What else should the Government have included in its proposals, if anything?
Gender is a spectrum. There should be options for people that do not fit the binary box to have their gender legally recognised.
Does the Scottish Government’s proposed Bill offer a more suitable alternative to reforming the Gender Recognition Act 2004?
The Scottish proposal is a larger step ahead than the England and Wales proposal. This will have an impact on the people that apply for a GRC as it answers some of the issues that arose from the survey. The proposal does simplify and make the process kinder however, they could go further to add recognition for nonbinary people.
Wider issues concerning transgender equality and current legislation:
Why is the number of people applying for GRCs so low compared to the number of people identifying as transgender?
A Gender Recognition Certificate is an important and validating document in a transgender persons transition. The many barriers in place to acquire this document can cause transgender people to not attempt the applying for the certificate. Money and resharing a potentially triggering personal journey are barriers. It is also difficult for transgender people to fit into the restrictive requirements needed for this process such as certain documents that can only be acquired through medical transition. Many binary and non-binary people choose to not go through medical transition, but may want a Gender Recognition Certificate.
Are there challenges in the way the Gender Recognition Act 2004 and the Equality Act 2010 interact? For example, in terms of the different language and terminology used across both pieces of legislation.

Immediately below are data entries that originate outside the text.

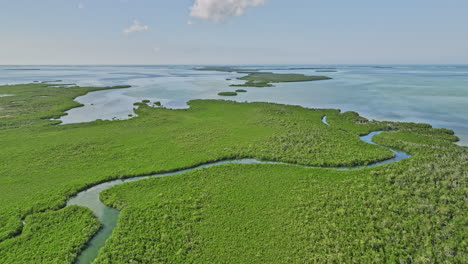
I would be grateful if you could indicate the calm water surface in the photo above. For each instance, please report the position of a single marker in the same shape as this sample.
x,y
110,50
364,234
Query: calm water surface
x,y
435,94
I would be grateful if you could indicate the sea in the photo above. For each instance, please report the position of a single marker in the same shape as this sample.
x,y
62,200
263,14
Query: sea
x,y
434,94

The current acts when applied and understood correctly, do provide the protection that people rightfully deserve.
Are the provisions in the Equality Act for the provision of single-sex and separate-sex spaces and facilities in some circumstances clear and useable for service providers and service users? If not, is reform or further guidance needed?
Trans and cis people can access spaces. Though there are many changes to be made, such as changes to the often confusing language used in the Act. The smallest change could cause more harm than good for the LGBTQ+ community. A clearer Equality Act would be suggested to settle confusion about single-sex and separate-sex spaces and facilities.

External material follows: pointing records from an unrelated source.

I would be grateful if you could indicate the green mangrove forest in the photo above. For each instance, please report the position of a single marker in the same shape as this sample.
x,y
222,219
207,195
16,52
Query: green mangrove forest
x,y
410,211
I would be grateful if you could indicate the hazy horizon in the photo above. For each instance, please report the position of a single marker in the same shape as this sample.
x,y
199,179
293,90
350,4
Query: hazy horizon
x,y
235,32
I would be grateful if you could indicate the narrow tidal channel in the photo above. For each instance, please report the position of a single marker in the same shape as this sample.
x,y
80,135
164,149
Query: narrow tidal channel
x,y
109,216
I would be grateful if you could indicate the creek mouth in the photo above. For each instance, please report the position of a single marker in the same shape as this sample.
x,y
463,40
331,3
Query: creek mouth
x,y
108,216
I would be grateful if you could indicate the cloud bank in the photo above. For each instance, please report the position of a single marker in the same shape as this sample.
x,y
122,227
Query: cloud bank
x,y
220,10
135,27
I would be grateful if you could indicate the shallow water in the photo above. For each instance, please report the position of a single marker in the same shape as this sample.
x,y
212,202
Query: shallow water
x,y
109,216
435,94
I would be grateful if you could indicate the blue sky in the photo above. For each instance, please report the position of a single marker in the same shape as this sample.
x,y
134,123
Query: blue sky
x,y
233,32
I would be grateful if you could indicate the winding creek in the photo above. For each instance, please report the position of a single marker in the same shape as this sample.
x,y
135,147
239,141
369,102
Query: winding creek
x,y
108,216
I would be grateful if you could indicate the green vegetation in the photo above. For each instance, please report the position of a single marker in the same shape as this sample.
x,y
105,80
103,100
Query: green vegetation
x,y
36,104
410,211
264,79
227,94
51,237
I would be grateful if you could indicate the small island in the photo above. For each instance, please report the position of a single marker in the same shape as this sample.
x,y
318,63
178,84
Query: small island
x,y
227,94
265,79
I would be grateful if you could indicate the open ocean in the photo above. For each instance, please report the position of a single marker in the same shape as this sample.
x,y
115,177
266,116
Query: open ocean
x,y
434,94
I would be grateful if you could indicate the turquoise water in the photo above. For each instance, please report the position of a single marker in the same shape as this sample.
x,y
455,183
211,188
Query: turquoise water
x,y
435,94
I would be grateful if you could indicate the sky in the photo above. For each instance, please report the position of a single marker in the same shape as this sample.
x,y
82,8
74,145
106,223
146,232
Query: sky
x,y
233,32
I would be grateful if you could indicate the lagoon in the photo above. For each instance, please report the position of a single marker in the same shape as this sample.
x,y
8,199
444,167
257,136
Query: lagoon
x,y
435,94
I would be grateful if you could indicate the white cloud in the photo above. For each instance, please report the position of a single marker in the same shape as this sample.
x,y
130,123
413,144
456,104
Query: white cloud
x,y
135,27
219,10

Does the Equality Act adequately protect trans people? If not, what reforms, if any, are needed
Due to the current political and social climate, it would be unhelpful for the Equality Act to be opened up for reforms. However, as previously mentioned, making the Equality Act easier to understand will allow better protection for trans people.
What issues do trans people have in accessing support services, including health and social care services, domestic violence and sexual violence services?

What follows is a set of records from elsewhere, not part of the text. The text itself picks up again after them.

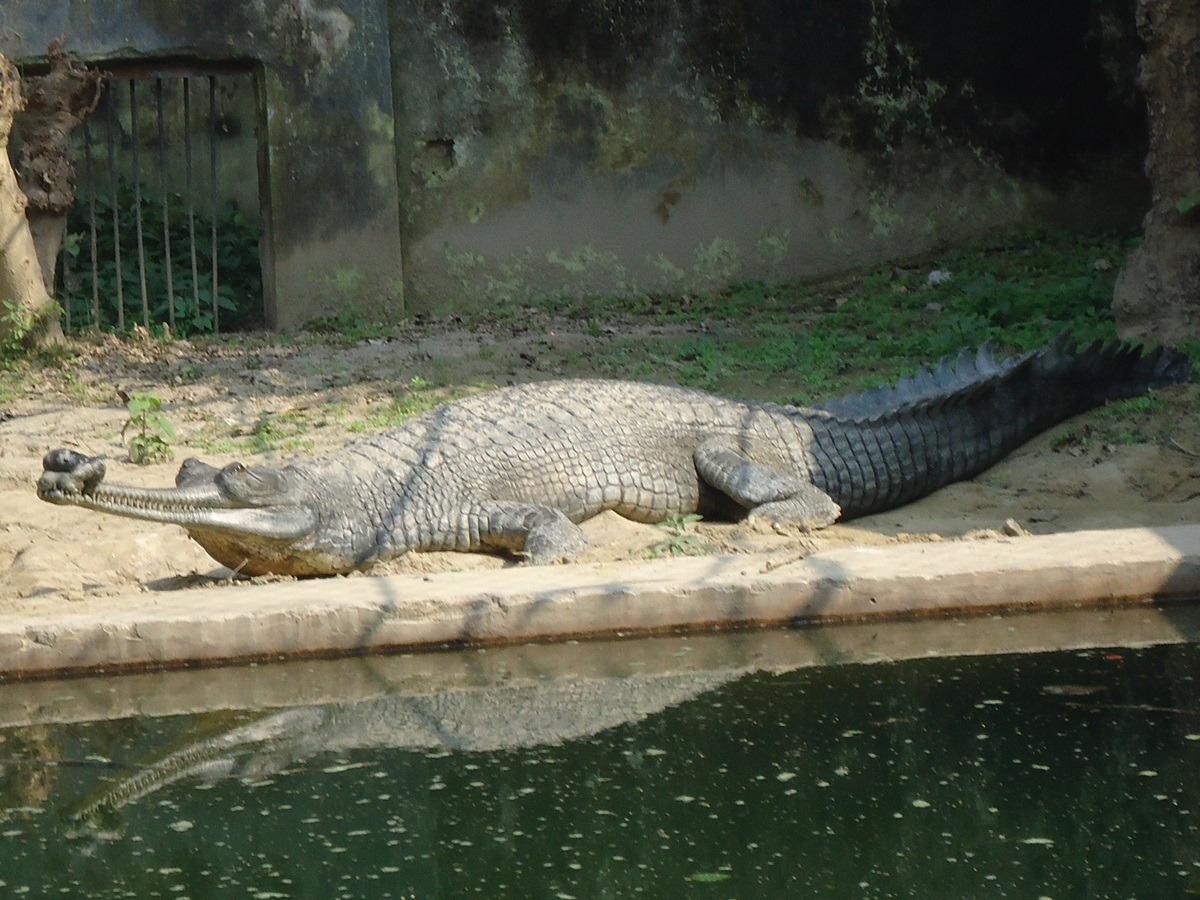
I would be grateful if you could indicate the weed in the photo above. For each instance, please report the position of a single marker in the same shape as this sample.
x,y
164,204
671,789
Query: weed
x,y
679,541
16,327
155,431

Q Space has worked with trans people who have been accessing other services. Gender care has been treated as secondary to their mental health care and, as a result, they have been unable to gain access to gender services whilst receiving care for their mental health. We have worked with social services when trans youth have not been listened to or supported. These services view parents not accepting a young person's gender, thus causing a young person severe emotional distress, as acceptable parenting. This makes it harder for young people to feel safe within these support services and therefore deters young people from accessing them.
Are legal reforms needed to better support the rights of gender-fluid and non-binary people? If so, how?
There needs to be more discussion about how to better include non-binary people in systems of gender recognition that are commonly in place. This includes the acknowledgement of non-binary, gender-fluid and agender people in legal reforms.
There is currently nothing in your proposed changes to suggest that those who do not wish to have medical transitions will be able to access a Gender Recognition Certificate.